Aku menyimak serius penyampaian itu. Walau berada di ujung barisan yang jika ditatap dari depan, hanya kepala yang tampak, saking jauhnya jarak duduk. “Nasihat yang baik dan positif,” pikirku. Aku berniat untuk mencoba menerapkannya di tempatku mengajar. Karakter anak-anak yang sedemikian berbeda memang terkadang sulit dikendalikan. Entah hanya aku saja yang berpikir demikian. Semoga saja iya. Dengan demikian, itu artinya bahwa aku harus bekerja lebih keras lagi untuk menyelami karakter dan dunia mereka.
Satu hal yang sedang kuupayakan adalah menyadarkan anak-anak untuk menunaikan kewajibannya dalam menunaikan sholat lima waktu. Ini bukan suatu perkara yang mudah. Namun aku terus mencoba untuk mengajak mereka lewat nasihat, lewat ajakan secara langsung bersama-sama agar menunaikannya. Suatu ketika kusampaikan pada mereka “siapa yang tidak menunaikan sholat lima waktu, maka akan dapat hukuman “gula-gula” dari Ibu,” ujarku sambil menatapi mereka satu per satu.
“Gula-gula benda apa Bu?,” tanya mereka penasaran.
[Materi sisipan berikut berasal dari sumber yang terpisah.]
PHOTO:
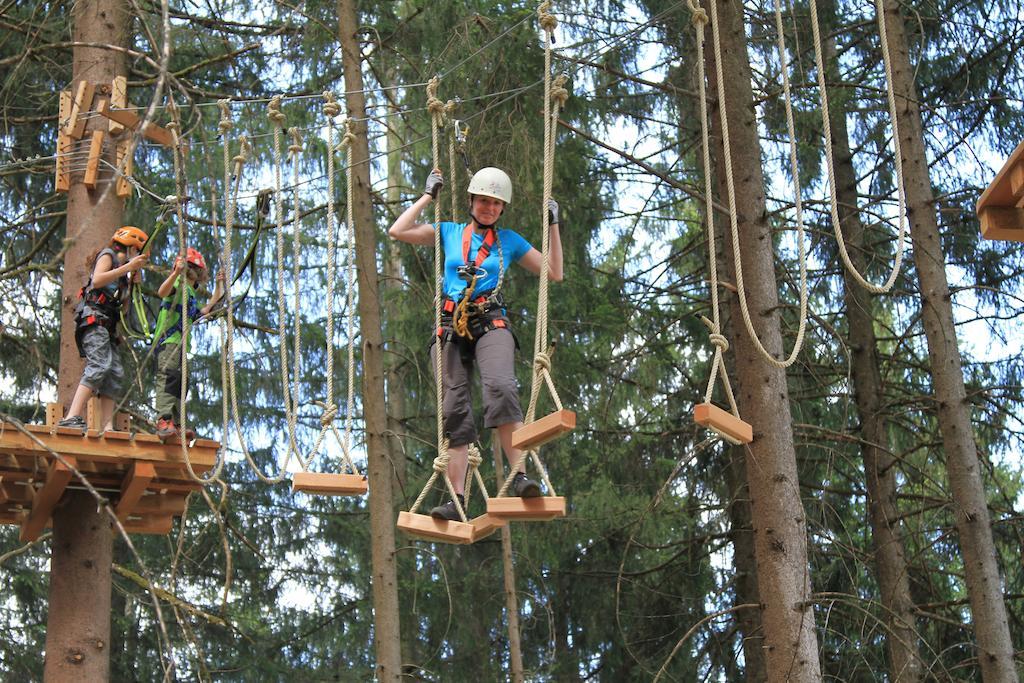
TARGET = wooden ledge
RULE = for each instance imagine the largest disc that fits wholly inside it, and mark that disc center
(546, 429)
(728, 426)
(428, 528)
(542, 509)
(485, 524)
(329, 484)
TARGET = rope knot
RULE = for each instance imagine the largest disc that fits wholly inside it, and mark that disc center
(225, 116)
(548, 20)
(542, 361)
(327, 417)
(720, 341)
(273, 112)
(474, 457)
(558, 91)
(331, 107)
(296, 146)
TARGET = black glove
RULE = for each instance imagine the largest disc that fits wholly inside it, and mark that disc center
(434, 183)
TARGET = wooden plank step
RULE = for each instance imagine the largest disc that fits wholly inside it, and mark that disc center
(428, 528)
(542, 509)
(546, 429)
(485, 524)
(731, 428)
(327, 483)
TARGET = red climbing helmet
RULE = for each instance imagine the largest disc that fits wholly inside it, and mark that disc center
(194, 257)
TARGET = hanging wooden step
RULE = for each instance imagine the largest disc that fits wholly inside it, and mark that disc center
(728, 426)
(327, 483)
(485, 524)
(1000, 208)
(429, 528)
(546, 429)
(540, 509)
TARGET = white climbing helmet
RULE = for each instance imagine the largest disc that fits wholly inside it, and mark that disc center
(494, 182)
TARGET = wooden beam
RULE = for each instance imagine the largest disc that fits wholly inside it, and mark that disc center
(92, 165)
(543, 508)
(546, 429)
(81, 104)
(329, 484)
(65, 146)
(54, 414)
(428, 528)
(119, 100)
(46, 499)
(730, 427)
(1003, 223)
(129, 119)
(485, 524)
(134, 485)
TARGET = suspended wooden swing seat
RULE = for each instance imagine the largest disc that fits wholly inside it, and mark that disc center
(1000, 208)
(146, 479)
(329, 483)
(723, 423)
(546, 429)
(429, 528)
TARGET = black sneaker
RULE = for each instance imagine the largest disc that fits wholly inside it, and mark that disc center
(449, 511)
(523, 486)
(75, 422)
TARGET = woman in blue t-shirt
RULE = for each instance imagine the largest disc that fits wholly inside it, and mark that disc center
(474, 326)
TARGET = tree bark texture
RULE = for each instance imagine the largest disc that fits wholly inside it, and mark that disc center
(78, 625)
(777, 514)
(387, 637)
(890, 554)
(995, 653)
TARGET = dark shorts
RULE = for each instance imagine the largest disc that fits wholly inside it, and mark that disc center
(494, 354)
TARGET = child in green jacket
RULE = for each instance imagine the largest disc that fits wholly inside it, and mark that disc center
(167, 336)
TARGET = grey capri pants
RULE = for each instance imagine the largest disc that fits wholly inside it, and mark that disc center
(494, 354)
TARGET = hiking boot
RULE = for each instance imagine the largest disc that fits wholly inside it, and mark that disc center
(523, 486)
(166, 428)
(449, 511)
(76, 422)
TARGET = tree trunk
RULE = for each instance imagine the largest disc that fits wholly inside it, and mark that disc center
(511, 600)
(995, 652)
(387, 639)
(78, 626)
(890, 555)
(777, 515)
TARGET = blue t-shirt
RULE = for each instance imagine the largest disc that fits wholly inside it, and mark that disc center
(514, 247)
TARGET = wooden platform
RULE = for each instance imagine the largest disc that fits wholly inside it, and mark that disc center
(428, 528)
(146, 479)
(541, 509)
(326, 483)
(546, 429)
(1000, 208)
(728, 426)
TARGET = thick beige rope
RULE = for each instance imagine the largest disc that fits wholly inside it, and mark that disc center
(826, 134)
(436, 109)
(555, 95)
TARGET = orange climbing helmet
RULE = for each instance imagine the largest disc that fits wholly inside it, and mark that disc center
(194, 257)
(129, 236)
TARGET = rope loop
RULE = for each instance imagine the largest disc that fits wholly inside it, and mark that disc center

Kulihat kening mereka mengkerut memikirkan istilah yang dulu bisa kupakai saat masih berada di Papua. Namun gula-gula yang kumaksud disini bermakna berbeda dari sebelumnya.
Esoknya, aku kembali memeriksa anak yang tidak melaksanakan sholat lima waktu. Sesuai dengan kesepakatan, yang tidak menunaikan sholat, akan diberi “gula-gula”. Aku meminta salah seorang siswa untuk mengambil Al-Qur’an. Dengan perintah itu, perlahan mereka memahami makna gula-gula tadi. “Disuruh mengaji,” bisikan mereka begitu jelas terdengar. Selanjutnya aku memadukan bentuk hukuman dengan cara yang lain, namun masih dalam ranah positif. Terkadang aku menyuruh mereka membaca surah-surah pendek, terkadang meminta mereka membaca doa-doa pendek. Dan itu kuberikan saat yang tidak menunaikan sholat nyaris keseluruhan. Pemberlakukan hukuman ini masih dalam ruang lingkup kelasku.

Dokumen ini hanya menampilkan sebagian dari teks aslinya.